The company said it expects fourth quarter revenue to rise 8% to 9% from fourth quarter 2001 and operating cash flow to gain about 4% to 5%. For 2002, Charter expects revenue growth of 11% to 12% and operating cash flow growth of 9% and 10%.

Also, Charter said it expects final bids for some of its cable assets to be submitted by the end of November.

Charter's 4.75% converts were quoted down 0.375 point to 23 bid, 24 asked and the 5.75% converts down 0.5 point to 26.25 bid, 27.25 asked. The 8.625% junk bonds were quoted down 1.5 points to 43.5 bid. The 11.125% junk bonds lost 0.5 point to 46 bid.

Charter shares closed off 27c to $1.18.

Cablevision announced Monday it will sell its Bravo cable television network to NBC in a deal valued at $1 billion, but about half of that is in the form of General Electric shares with the rest in Cablevision shares currently held by NBC.
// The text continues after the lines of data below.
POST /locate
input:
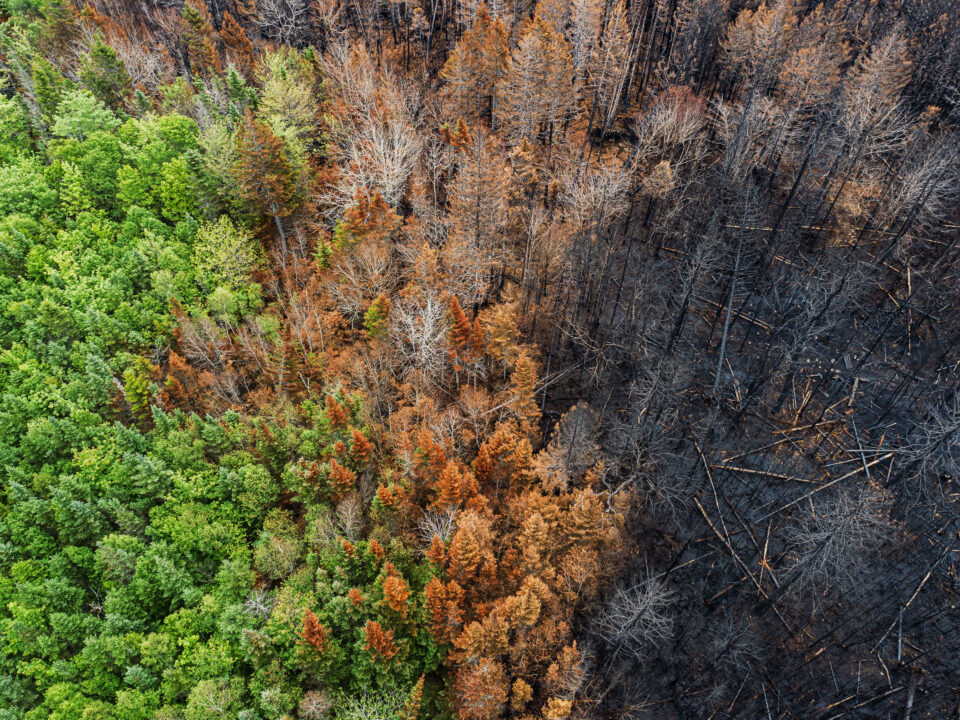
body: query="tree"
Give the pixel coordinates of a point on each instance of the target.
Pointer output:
(476, 65)
(224, 255)
(314, 633)
(538, 92)
(105, 75)
(268, 176)
(379, 642)
(482, 690)
(237, 44)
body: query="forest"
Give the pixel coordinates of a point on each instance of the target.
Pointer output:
(468, 360)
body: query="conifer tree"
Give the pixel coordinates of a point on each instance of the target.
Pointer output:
(238, 45)
(267, 175)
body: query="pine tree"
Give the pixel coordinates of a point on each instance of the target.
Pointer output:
(460, 336)
(342, 479)
(201, 46)
(266, 174)
(538, 88)
(336, 413)
(411, 707)
(314, 633)
(105, 74)
(476, 65)
(379, 642)
(238, 45)
(377, 317)
(396, 592)
(523, 384)
(482, 690)
(361, 449)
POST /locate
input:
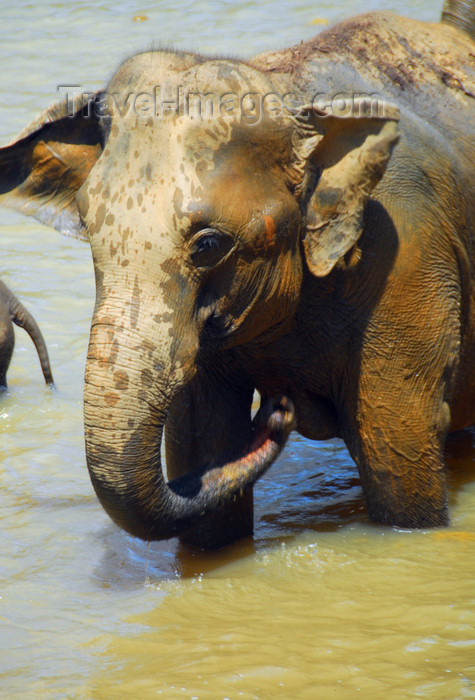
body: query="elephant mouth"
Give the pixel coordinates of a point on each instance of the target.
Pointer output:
(189, 469)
Standard & Poor's said Cablevision's ratings and outlook (BB/negative) would not be affected by the sale, noting the loss of cash flow made the overall deleveraging impact minimal.

"Given the magnitude of capital and operating needs anticipated for 2003, the company may not have sufficient funding beyond 2003 under its current financial plans, especially if it is not able to materially increase operating cash flows," S&P said.

Moody's noted a similar assessment of the impact of the sale, and said it is keeping Cablevision on review for possible downgrade.

But on Tuesday, Cablevision also announced that Steven Rattner's private equity fund Quadrangle Capital Partners had agreed to invest $75 million in the company in the form of preferred stock convertible into Cablevision Class A shares. Rattner will join the company's board of directors.

That may give the credit a boost, traders said, noting that after the announcement, Cablevision shares jumped to $13.45 in after hours trading.

Cablevision shares had closed up $1.19 to $12.99.

The AT&T/Cablevision mandatory added 1.27 to 16.59 and the AT&T/Rainbow Media Group mandatory gained 1.39 to 16.54.